Pour une fois, je me suis penchée sur un de tes gros dossiers, Gallu, et j'ai trouvé votre enquète fort instructive, objective, bien menée et plutôt exhasutive.

D'autant plus que je ne cotoie pas du tout le rayon BD des supermarchés où je fais mes courses (en même temps, les supermarchés parisiens sont assez petits, et le rayon livres et BD est en conséquence^^), et je n'ai jamais acheté de BD en supermarché, d'ailleurs. Mes parents m'avaient juste acheté là-bas mes classiques de Gaston, Tintin et Boule et Bill quand j'étais petite, et du coup je n'avais jamais réalisé qu'il y avait une telle catégorisation de la BD dans les grandes surfaces, et un tel écrémage (mais si j'avais réfléchi quelques minutes de plus, c'est assez logique, quand même )

Il y a juste une ou deux choses qui me surprennent dans ce que vous avez relevé dans votre enquète: la présentation par la couverture des albums est sans conteste un moyen d'attirer l'oeil et l'attention, et l'un de vos interviewés a opposé cela à la présentation par la tranche dans les bibliothèques, qui "donnent moins envie d'aller voir" (à peu près hein^^) Je trouve ça un peu bancal comme argument, car aucune biblothèque de Paris, par exemple, ou de celles que j'ai croisées ailleurs ne présentent les BD par la tranche, elles sont toutes dans des bacs horizontaux où il est très facile de balayer l'un après l'autre les albums pour avoir un aperçu de leur 1ère de couv, et les saisir très facilement... j'ai même, par ce biais, plus tendance à vouloir tout emprunter qu'à m'en détourner, alors que je n'ai même pas le temps de les lire finalement^^ J'ai donc trouvé ce passage plutôt étrange...

Et sinon, il est évoqué que la première de couv était la première source d'attraction ou l'inverse, mais je ne suis pas sûre d'avoir compris si elle était suffisante à l'achat de l'album ou pas, finalement. Parcequ'il arrive souvent aussi que la première de couv soit très prometteuse, et que l'interieur présente un contenu bien plus décevant (il y a peut-être des gens qui se fient uniquement à leur première intuition, après tout^^)

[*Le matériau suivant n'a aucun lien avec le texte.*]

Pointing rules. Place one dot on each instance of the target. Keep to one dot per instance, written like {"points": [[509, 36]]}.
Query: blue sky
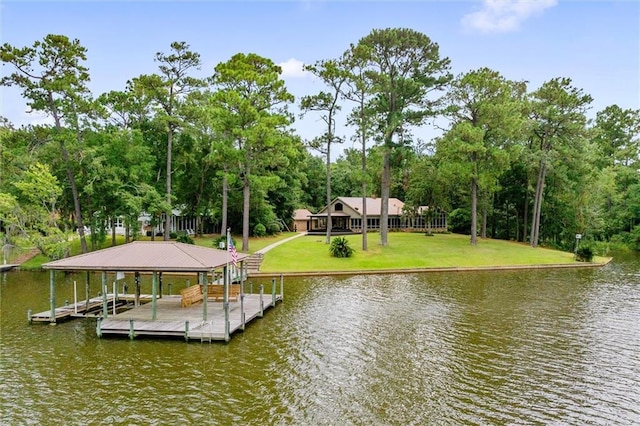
{"points": [[595, 43]]}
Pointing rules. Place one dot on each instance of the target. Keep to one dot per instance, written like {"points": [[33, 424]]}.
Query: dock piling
{"points": [[261, 313]]}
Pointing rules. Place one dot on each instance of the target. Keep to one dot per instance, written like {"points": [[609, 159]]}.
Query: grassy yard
{"points": [[407, 251]]}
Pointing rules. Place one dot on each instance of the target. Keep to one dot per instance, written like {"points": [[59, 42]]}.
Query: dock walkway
{"points": [[173, 320]]}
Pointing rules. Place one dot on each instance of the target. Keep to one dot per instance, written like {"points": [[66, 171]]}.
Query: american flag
{"points": [[232, 250]]}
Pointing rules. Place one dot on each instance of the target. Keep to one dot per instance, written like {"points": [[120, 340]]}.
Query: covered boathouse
{"points": [[191, 315]]}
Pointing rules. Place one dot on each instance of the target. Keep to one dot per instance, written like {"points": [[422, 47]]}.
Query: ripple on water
{"points": [[548, 347]]}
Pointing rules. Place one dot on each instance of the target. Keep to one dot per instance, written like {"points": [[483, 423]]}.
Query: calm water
{"points": [[533, 347]]}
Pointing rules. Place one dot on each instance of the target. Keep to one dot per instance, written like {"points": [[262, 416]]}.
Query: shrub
{"points": [[222, 239], [274, 228], [184, 238], [259, 230], [340, 247], [584, 254]]}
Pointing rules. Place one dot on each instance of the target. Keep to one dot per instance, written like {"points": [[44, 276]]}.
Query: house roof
{"points": [[147, 256], [374, 205], [301, 214]]}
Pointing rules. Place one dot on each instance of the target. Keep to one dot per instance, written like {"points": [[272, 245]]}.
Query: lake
{"points": [[540, 346]]}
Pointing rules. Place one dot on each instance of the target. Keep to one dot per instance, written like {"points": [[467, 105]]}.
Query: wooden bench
{"points": [[191, 295], [216, 292]]}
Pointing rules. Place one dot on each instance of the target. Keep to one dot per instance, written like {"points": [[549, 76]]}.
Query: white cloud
{"points": [[293, 68], [35, 118], [499, 16]]}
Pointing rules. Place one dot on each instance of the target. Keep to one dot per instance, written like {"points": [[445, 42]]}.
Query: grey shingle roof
{"points": [[147, 256]]}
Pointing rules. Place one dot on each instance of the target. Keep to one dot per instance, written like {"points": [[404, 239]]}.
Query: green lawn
{"points": [[407, 251], [255, 243]]}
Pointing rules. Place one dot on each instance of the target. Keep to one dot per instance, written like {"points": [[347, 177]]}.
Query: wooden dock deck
{"points": [[8, 266], [173, 320], [87, 308]]}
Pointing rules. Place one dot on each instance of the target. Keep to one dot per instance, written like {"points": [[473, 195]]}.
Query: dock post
{"points": [[86, 290], [52, 296], [226, 322], [105, 305], [205, 296], [242, 322], [281, 287], [137, 296], [75, 297], [261, 313], [273, 292], [132, 332]]}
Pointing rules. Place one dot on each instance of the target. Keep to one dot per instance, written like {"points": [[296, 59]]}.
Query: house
{"points": [[346, 217], [301, 220]]}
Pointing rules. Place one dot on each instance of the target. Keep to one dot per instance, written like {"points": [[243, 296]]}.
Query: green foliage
{"points": [[584, 253], [259, 230], [459, 221], [184, 238], [221, 239], [340, 247], [53, 243]]}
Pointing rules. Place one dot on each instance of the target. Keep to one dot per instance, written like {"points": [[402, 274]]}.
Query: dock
{"points": [[8, 267], [88, 308], [172, 320]]}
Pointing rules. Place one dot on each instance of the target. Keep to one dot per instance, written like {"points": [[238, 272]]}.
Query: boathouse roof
{"points": [[147, 256]]}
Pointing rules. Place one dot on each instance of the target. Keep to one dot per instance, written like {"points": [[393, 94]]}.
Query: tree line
{"points": [[512, 162]]}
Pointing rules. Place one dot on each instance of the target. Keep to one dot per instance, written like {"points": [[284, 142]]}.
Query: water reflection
{"points": [[542, 346]]}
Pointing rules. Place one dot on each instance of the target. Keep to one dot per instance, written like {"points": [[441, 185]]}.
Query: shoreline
{"points": [[427, 270]]}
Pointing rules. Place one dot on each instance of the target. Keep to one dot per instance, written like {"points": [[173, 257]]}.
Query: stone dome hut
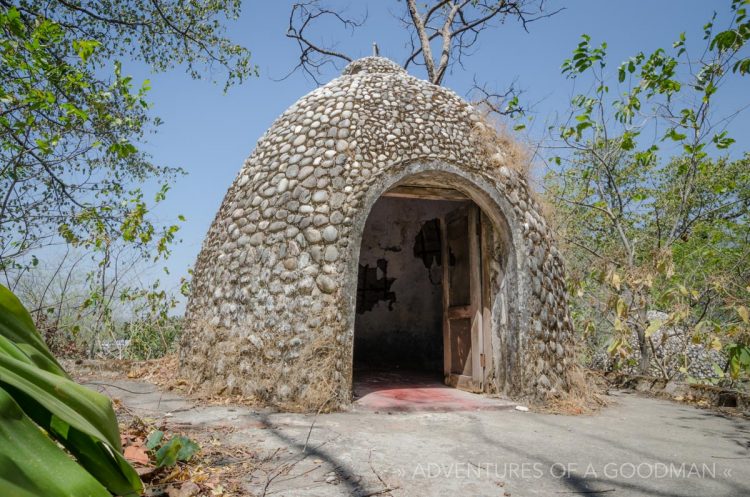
{"points": [[379, 224]]}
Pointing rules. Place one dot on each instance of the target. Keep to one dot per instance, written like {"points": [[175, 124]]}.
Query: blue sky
{"points": [[209, 133]]}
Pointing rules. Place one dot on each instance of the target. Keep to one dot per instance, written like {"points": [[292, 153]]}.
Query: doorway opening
{"points": [[419, 319]]}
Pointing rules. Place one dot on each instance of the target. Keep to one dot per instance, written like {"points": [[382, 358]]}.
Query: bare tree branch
{"points": [[315, 55]]}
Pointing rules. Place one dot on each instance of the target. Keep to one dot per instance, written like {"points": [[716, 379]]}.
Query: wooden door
{"points": [[462, 289]]}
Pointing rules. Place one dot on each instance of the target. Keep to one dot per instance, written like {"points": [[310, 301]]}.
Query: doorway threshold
{"points": [[406, 391]]}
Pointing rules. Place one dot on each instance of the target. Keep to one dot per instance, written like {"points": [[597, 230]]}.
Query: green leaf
{"points": [[177, 449], [154, 438], [80, 419], [32, 465], [744, 314]]}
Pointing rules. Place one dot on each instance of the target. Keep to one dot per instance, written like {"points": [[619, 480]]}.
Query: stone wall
{"points": [[273, 303]]}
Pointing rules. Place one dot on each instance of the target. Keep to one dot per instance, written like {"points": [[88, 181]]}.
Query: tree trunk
{"points": [[644, 362]]}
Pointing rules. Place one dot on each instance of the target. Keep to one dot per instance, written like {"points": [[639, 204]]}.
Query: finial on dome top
{"points": [[372, 65]]}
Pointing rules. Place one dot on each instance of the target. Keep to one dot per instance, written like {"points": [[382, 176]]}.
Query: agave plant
{"points": [[46, 417]]}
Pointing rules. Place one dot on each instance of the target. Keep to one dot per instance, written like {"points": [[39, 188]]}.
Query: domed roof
{"points": [[279, 264]]}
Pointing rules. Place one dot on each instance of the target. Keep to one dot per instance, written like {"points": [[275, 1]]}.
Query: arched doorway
{"points": [[425, 292]]}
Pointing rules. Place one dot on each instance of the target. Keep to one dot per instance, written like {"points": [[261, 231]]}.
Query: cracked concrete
{"points": [[638, 446]]}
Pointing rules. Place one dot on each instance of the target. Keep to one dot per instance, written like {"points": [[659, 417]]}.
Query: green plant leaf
{"points": [[176, 449], [80, 419], [32, 465], [154, 438]]}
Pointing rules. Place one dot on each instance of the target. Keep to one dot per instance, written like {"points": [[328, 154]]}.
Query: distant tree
{"points": [[71, 122], [655, 216], [439, 34], [72, 169]]}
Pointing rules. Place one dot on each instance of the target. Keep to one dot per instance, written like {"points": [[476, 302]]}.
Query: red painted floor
{"points": [[415, 391]]}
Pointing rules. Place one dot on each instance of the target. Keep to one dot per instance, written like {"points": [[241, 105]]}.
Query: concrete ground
{"points": [[638, 446]]}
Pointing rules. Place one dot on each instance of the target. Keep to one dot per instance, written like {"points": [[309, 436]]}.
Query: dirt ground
{"points": [[636, 446]]}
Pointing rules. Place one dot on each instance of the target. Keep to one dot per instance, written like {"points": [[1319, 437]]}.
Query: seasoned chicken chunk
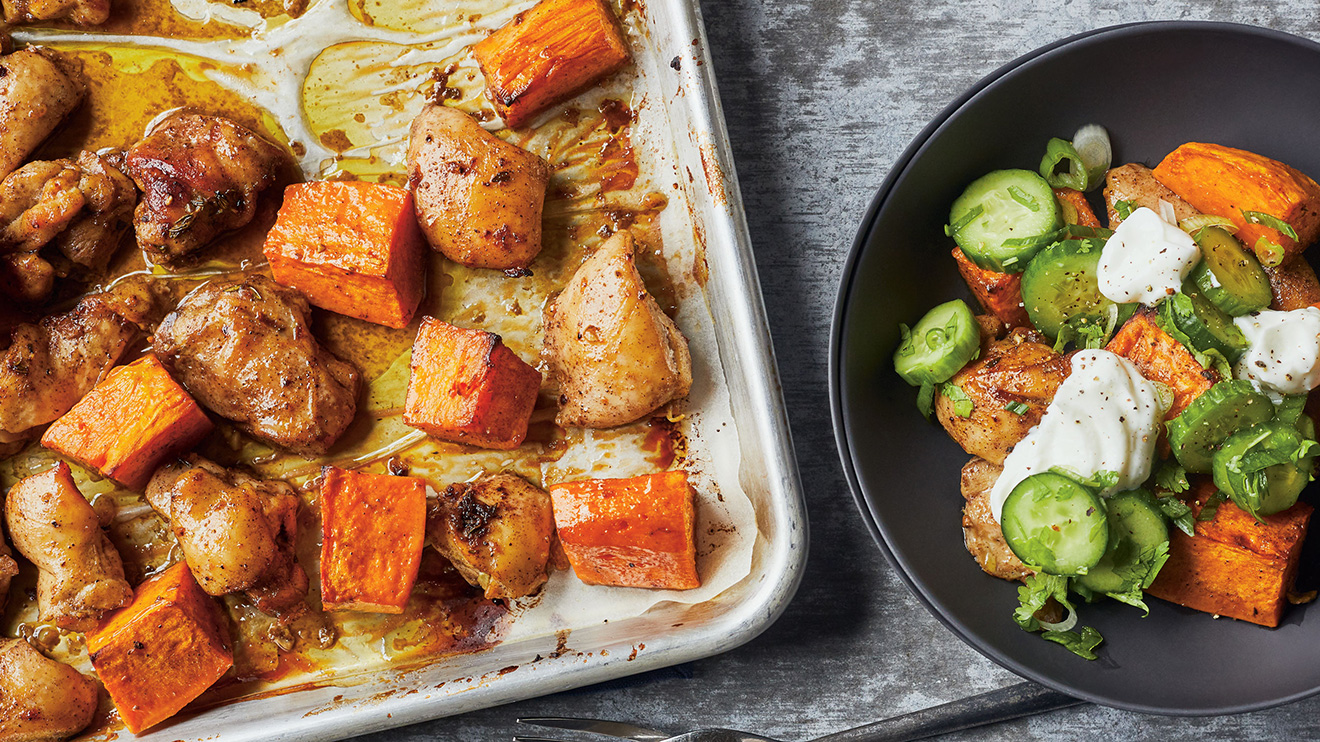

En tout cas bravo pour ce très beau travail ... maintenant va falloir faire ça pour tous les autres arts! (non non, humour hein^^)

Je ne savais pas quoi t'offrir donc je t'ai pris ça
iscarioth - le 20/04/2007 à 19:33

hiddenplace a dit :
Je trouve ça un peu bancal comme argument, car aucune biblothèque de Paris, par exemple, ou de celles que j'ai croisées ailleurs ne présentent les BD par la tranche, elles sont toutes dans des bacs horizontaux où il est très facile de balayer l'un après l'autre les albums pour avoir un aperçu de leur 1ère de couv, et les saisir très facilement... j'ai même, par ce biais, plus tendance à vouloir tout emprunter qu'à m'en détourner, alors que je n'ai même pas le temps de les lire finalement^^ J'ai donc trouvé ce passage plutôt étrange...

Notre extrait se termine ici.